Detecting deadlocks for Databases
August 12, 2025
Databases are so magical, and I wanted to learn more about the inner workings. I was reading up on locking, MVCC, and concurrency control, and fell down a deadlock rabbit hole. Once I had the problem statement, I wrote two approaches.
Problem statement
You’re given a set of locks and a transaction ID. Each lock has:
- holders: array of transaction IDs currently holding the lock
- waitQueue: array of transaction IDs waiting for the lock (FIFO)
A simple Python-ish struct:
class Lock:
def __init__(self, id, holders, waiters):
self.id = id
self.holders = holders
self.waiters = waiters
Each transaction may wait on at most one lock at a time. If a transaction is waiting on a lock, it's blocked by all transactions in that lock's holders.
Task: Given the set of locks and a target transaction ID, determine whether that transaction is currently in a deadlock.
Lock-based dependency graph
First pass: model locks as nodes and ask, “can the locks I need eventually become unlockable?” If the lock dependency chain has a cycle, I'm stuck.
How I do it:
- Get all the locks the target transaction is waiting on (roots).
- Build a map from txn to locks it's currently waiting on.
- Run DFS over locks; follow: lock |> its holders |> the locks those holders are waiting on.
Cycle check:
- Mark a lock as “visiting” (gray) when you enter it.
- If you see a gray lock again, that's a cycle |> deadlock.
- When done with a lock, mark it “visited” (black).
# We use a DFS with white/gray/black coloring encoded as:
# visited[lock_id] = False -> GRAY (currently exploring this lock)
# visited[lock_id] = True -> BLACK (finished exploring this lock)
# Unvisited locks are simply absent from 'visited'.
def detect_cycle_for_locks(lock, visited, graph) -> bool:
# Mark current lock as GRAY
visited[lock.id] = False
# For every transaction that currently HOLDS this lock...
for holder in lock.holders:
# ...look up every lock that holder is WAITING ON
# 'graph' maps txn_id -> List[Lock] it is waiting for
for lock_waiting in graph.get(holder, []):
# If we see a dependent lock that is already GRAY,
# we found a back edge |> cycle |> deadlock
if lock_waiting.id in visited and visited[lock_waiting.id] is False:
return True
# If not visited, recurse into that dependent lock
if lock_waiting.id not in visited:
if detect_cycle_for_locks(lock_waiting, visited, graph):
return True
# All dependencies explored; mark current as BLACK (done visiting)
visited[lock.id] = True
return False
def detect_deadlock_using_lock_graph(txn_id: str, locks: Dict[str, Lock]) -> bool:
# 1) Gather all locks that the target txn is CURRENTLY waiting on (roots)
locks_waiting_on = []
# 2) Build txn -> locks it is waiting on (the dependency graph we walk)

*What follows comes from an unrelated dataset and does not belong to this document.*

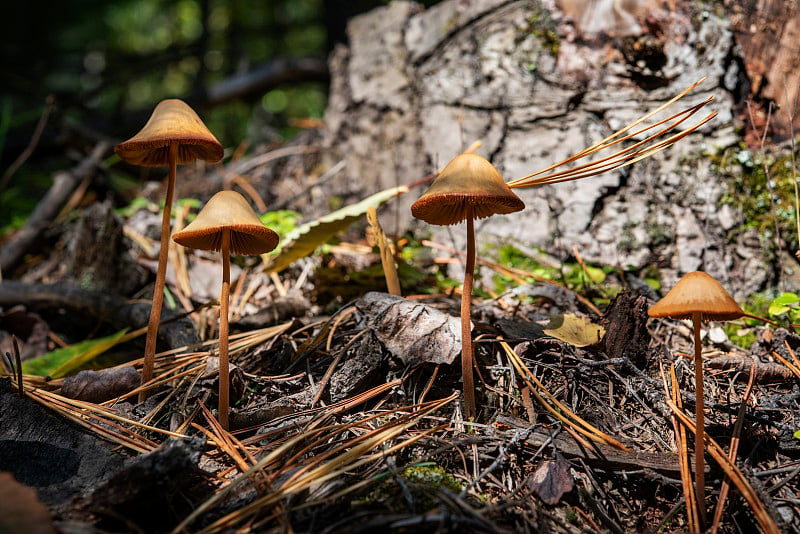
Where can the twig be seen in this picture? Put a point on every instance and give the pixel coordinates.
(791, 111)
(18, 364)
(64, 183)
(23, 157)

txn_id_to_wanted_locks = {}
for lock in locks.values():
# Root set: locks our txn is waiting for right now.
if txn_id in lock.waiters:
locks_waiting_on.append(lock)
# Populate wait map: each waiter txn -> list of locks it wants
for waiter in lock.waiters:
if waiter not in txn_id_to_wanted_locks:
txn_id_to_wanted_locks[waiter] = []
txn_id_to_wanted_locks[waiter].append(lock)

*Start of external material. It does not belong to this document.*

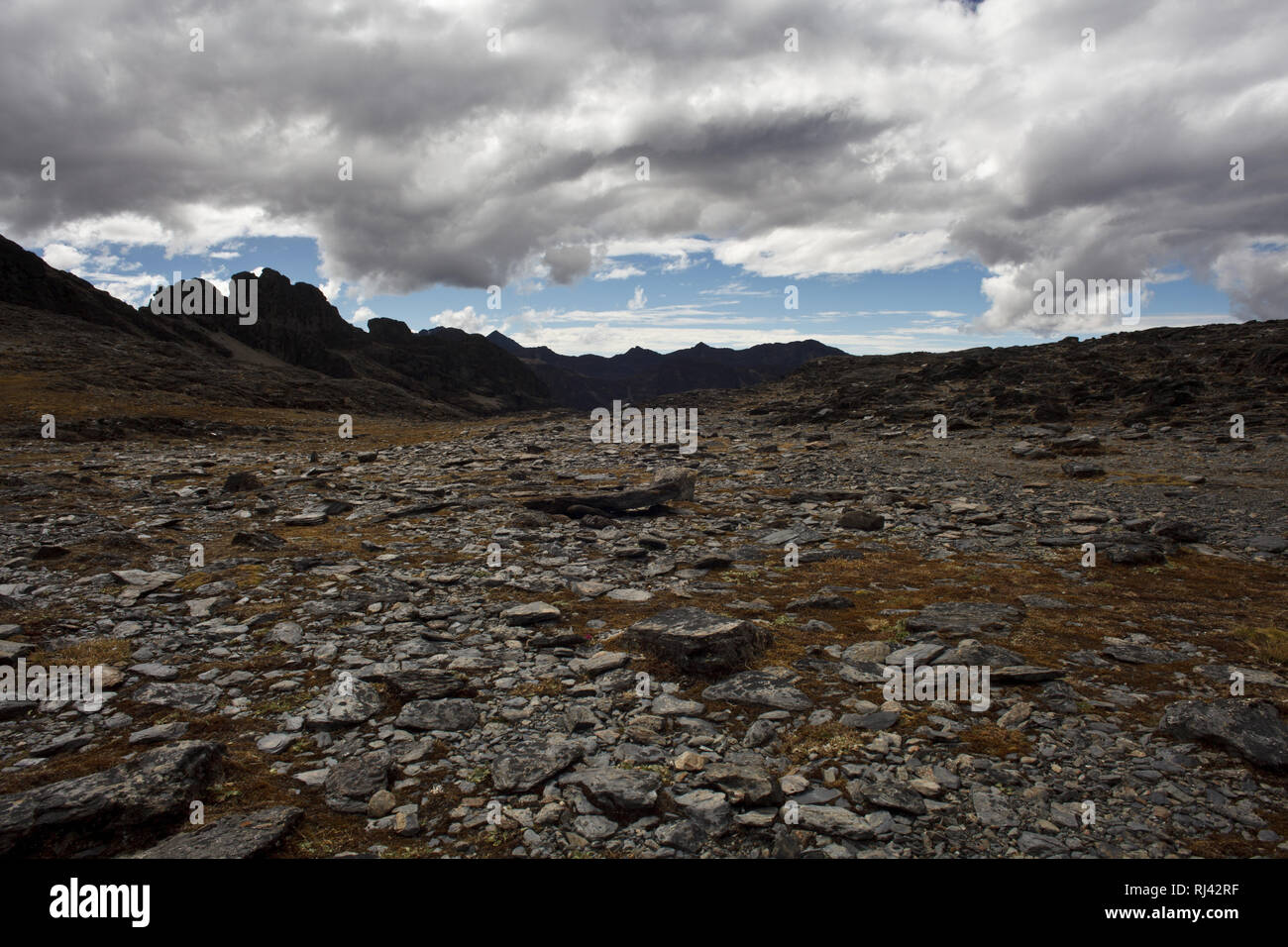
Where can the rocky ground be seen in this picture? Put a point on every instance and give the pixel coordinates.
(355, 671)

# 3) Run DFS from every root lock; if any DFS sees a cycle, it's a deadlock
for waiting_lock in locks_waiting_on:
visited = {}
if detect_cycle_for_locks(waiting_lock, visited, txn_id_to_wanted_locks):
return True
# No cycle found along any root path
return False
Transaction based dependency graph
The lock graph works, but it's more work than needed when I only care about one txn. A cleaner path is to build a wait-for graph: nodes are txns; edges go from a waiting txn to the txn(s) blocking it. Locks are just how we derive these edges.
Why this is nicer:
- Smaller graph (one node per active txn).
- Edges have direct meaning (“who blocks me”).

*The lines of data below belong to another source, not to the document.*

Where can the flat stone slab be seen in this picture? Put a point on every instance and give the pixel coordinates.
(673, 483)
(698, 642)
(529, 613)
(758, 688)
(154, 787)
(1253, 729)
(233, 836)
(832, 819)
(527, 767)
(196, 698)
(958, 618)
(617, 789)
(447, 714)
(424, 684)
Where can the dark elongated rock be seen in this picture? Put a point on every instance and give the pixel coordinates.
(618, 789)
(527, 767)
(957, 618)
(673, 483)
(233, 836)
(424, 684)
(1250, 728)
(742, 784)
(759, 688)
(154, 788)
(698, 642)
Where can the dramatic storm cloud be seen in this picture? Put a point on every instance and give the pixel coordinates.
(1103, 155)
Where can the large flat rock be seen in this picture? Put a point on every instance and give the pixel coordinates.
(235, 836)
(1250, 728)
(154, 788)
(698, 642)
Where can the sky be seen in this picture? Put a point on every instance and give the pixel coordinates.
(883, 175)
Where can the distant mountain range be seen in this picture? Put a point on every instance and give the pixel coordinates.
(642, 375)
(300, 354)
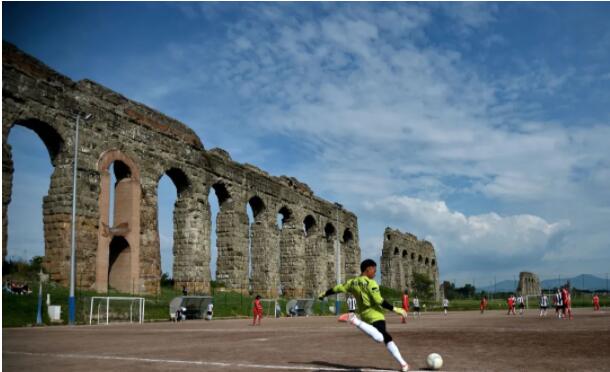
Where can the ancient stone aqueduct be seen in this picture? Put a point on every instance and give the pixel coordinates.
(402, 256)
(143, 145)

- Easy to enforce FIFO by adding edges to earlier waiters.
Basic idea:
- Build txn to blockers from the lock table.
- Add edges from later waiters to earlier waiters for FIFO.
- Run DFS from the target txn; back-edge |> deadlock.
# DFS over the transaction wait-for graph
def detect_cycle_for_transactions(txn_id, visited, blockers) -> bool:
visited[txn_id] = False # GRAY
for next_txn_id in blockers.get(txn_id, ()):
# back-edge to a GRAY node |> cycle (deadlock)
if next_txn_id in visited:
if visited[next_txn_id] is False:
return True
else:
if detect_cycle_for_transactions(next_txn_id, visited, blockers):
return True
visited[txn_id] = True # BLACK
return False
def detect_deadlock_using_transaction_graph(txn_id, locks) -> bool:
# Build wait-for graph: txn -> {txns blocking it}
transaction_blockers = {}
for lock in locks.values():
for waiter in lock.waiters:
if waiter not in transaction_blockers:
transaction_blockers[waiter] = []
transaction_blockers[waiter].extend(lock.holders)
# FIFO fairness: earlier waiters block later waiters
for i, w in enumerate(lock.waiters):
transaction_blockers[w].update(lock.waiters[:i])
# Run DFS from the given transaction
return detect_cycle_for_transactions(txn_id, {}, transaction_blockers)
Comparing the 2 algorithms:
- Lock graph: more literal (resources as nodes), but bigger; great for reasoning about resource chains.
- Transaction graph: smaller, faster, and directly encodes “who's waiting on whom.”